26th March 2021
MORE THOUGHTS 2 Mary Pearson
We are living in strange times and we may well wonder what is going on in our world which, it is tempting to think, used to be so much more stable and feel so much more secure. There have been many voices reminding us that a year ago we were focused on fires and smoke. We were beginning to deal with the virus and had no idea how that would develop. We still don’t. Now we are indundated with water and many people have, quite literally, experienced that. Maybe the water will drown the mice that have been plaguing the farmers and causing havoc with their grain and hay stores after a thankfully abundant harvest. What is going on in the world? Even voicing that question can make us feel a bit wobbly because it is really voicing feelings that things are getting out of control. Such a question is also an expression of powerlessness in the face of these big events.
There is also an upsurge in protests about the way power and control has too often been abused and that women have for so long been on the receiving end of subtle and not so subtle male dominance. All these things are taking place in Australia where we know we are so blessed in so many ways, especially when we see what is going on in the world where millions of people’s lives are scarred and forever changed by violence and injustice. What is going on in the world? How are we asked to live in the world? What does our faith tell us?
As we come to Palm Sunday and Holy Week, the theme of many of our readings is about suffering. The Psalms, of course, give voice to so many cries about human struggle and pain. They have spoken to human experience down the centuries. The Palm Sunday readings give us a powerful image of Jesus demonstrating how different his way was from the ways of Roman imperial power that was about displays of soldiers riding impressive horses and showing who was boss. Throughout Holy Week, Jesus makes choices of a different way. It was not, as we well know, a way that would keep him safe but a way that would expose him to abuse of power. It was the costliest way possible. He did not do this as a victim. He did not blindly accept abuse out of some misguided understanding of what it means to turn the other cheek. He chose this way because it was the way of humility and love that would ultimately show that God has the last word in terms of power and control.
But let’s not get there too quickly. If we keep grasping on to Easter Sunday without allowing the force of Jesus’ journey – which is the cross-bearing way he called his followers to take – then we will fail to allow suffering to find its way in and to discover the reality of grace that is woven through the Holy Week and Good Friday stories. We may not be able to understand what is going on in our world, but, however vulnerable or shaken we may feel at the unpredictability of things, we know that suffering has the power to draw us close to God, who is there, in it, and that the way of humility and love is ultimately transformative.

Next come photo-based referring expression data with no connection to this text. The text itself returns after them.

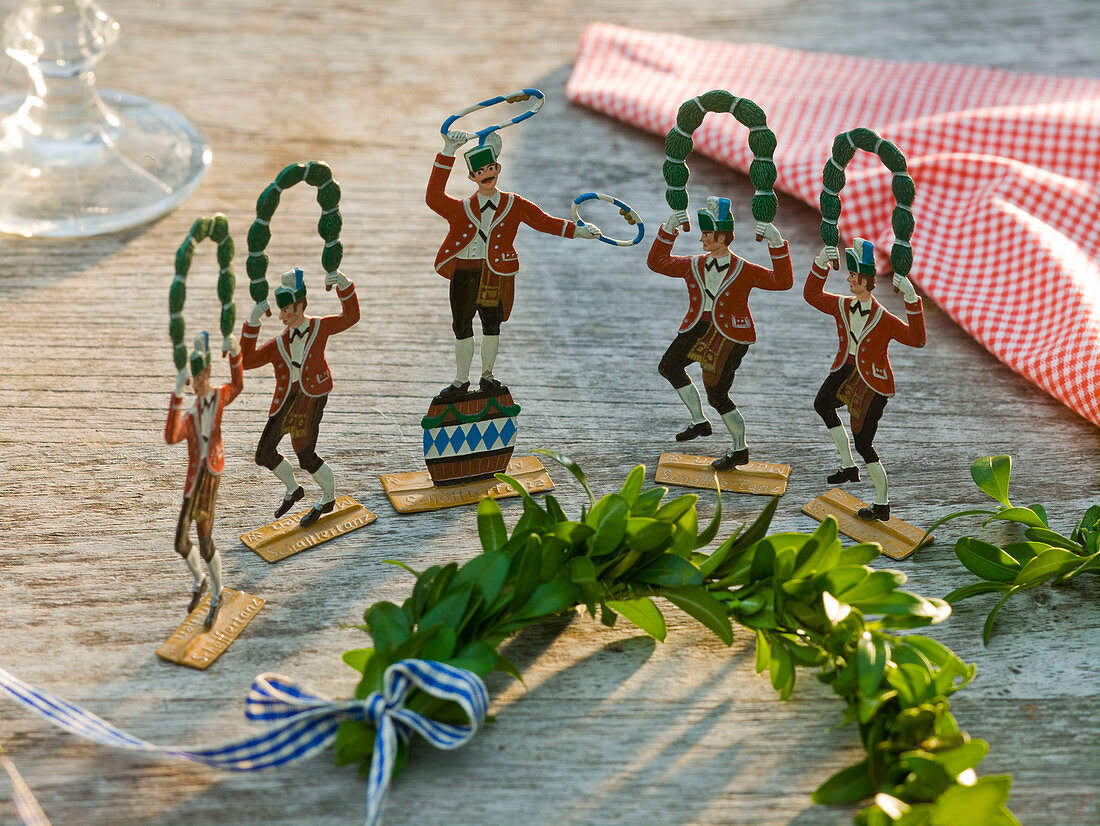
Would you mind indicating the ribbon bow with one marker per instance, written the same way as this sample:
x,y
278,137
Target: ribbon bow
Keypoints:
x,y
303,723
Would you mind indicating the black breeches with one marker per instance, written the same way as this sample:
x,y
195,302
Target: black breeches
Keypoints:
x,y
463,294
675,360
826,404
304,441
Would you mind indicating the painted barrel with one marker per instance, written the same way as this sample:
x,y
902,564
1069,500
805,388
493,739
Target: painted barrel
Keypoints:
x,y
470,439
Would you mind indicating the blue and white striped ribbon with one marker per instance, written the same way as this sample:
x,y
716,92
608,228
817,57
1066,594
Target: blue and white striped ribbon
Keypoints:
x,y
303,724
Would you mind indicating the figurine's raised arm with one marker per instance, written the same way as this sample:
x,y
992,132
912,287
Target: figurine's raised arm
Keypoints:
x,y
717,330
860,376
479,254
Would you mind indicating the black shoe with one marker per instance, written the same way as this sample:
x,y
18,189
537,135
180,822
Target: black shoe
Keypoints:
x,y
490,384
694,431
875,513
845,474
316,513
288,502
212,614
197,594
453,393
733,459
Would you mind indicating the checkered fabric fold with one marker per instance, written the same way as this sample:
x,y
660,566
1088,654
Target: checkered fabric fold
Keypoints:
x,y
1007,167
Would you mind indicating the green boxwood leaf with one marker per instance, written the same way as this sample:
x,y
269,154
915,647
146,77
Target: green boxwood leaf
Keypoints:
x,y
671,511
486,572
847,786
670,570
358,658
1052,537
448,612
763,651
871,658
986,560
1047,564
608,518
649,502
697,603
963,805
548,598
644,614
647,535
991,474
1024,516
491,525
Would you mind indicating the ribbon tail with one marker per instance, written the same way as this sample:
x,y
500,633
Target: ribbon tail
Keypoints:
x,y
26,806
382,769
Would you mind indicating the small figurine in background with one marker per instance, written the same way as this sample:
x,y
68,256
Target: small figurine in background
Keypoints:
x,y
201,427
860,376
479,254
303,383
717,330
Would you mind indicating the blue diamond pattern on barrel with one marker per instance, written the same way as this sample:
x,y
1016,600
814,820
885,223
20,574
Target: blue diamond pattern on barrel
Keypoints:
x,y
491,436
457,438
473,437
441,440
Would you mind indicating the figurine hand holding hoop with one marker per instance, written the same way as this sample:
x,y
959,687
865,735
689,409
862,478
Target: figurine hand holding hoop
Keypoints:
x,y
317,174
217,229
678,146
631,217
844,149
510,98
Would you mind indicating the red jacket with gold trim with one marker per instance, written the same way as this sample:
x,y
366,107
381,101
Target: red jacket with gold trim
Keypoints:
x,y
463,218
730,311
316,380
881,327
186,426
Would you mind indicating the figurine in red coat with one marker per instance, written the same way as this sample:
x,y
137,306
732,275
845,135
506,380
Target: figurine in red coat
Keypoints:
x,y
201,427
717,330
303,383
479,254
860,376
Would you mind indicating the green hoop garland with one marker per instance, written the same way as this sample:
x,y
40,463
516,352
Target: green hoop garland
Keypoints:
x,y
317,174
679,144
904,190
217,229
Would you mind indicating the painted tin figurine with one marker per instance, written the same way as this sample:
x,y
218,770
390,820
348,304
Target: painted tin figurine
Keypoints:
x,y
718,329
201,427
303,383
860,376
479,254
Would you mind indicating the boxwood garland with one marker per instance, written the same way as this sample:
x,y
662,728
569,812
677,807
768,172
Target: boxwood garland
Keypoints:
x,y
217,229
679,144
904,190
809,601
317,174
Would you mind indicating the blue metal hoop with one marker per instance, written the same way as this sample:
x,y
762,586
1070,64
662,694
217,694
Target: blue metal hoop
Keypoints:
x,y
518,95
631,217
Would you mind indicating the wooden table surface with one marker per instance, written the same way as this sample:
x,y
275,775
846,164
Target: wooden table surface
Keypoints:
x,y
611,728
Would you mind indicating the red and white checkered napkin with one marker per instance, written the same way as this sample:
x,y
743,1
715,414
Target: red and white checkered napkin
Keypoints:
x,y
1007,169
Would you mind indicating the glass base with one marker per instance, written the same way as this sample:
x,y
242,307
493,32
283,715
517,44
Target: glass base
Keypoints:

It is not just individualistic. It is for everyone and so it brings us together. That is God’s way and we see it in Jesus. So maybe we can turn the “I” of this hymn to “we”, the “my” to “our”. It becomes even more powerful:
When I survey the wondrous cross on which the Prince of glory died
My richest gain I count but loss and pour contempt on all my pride.
Forbid it, Lord, that I should boast save in the death of Christ my God;
All the vain things that charm me most, I sacrifice them to his blood.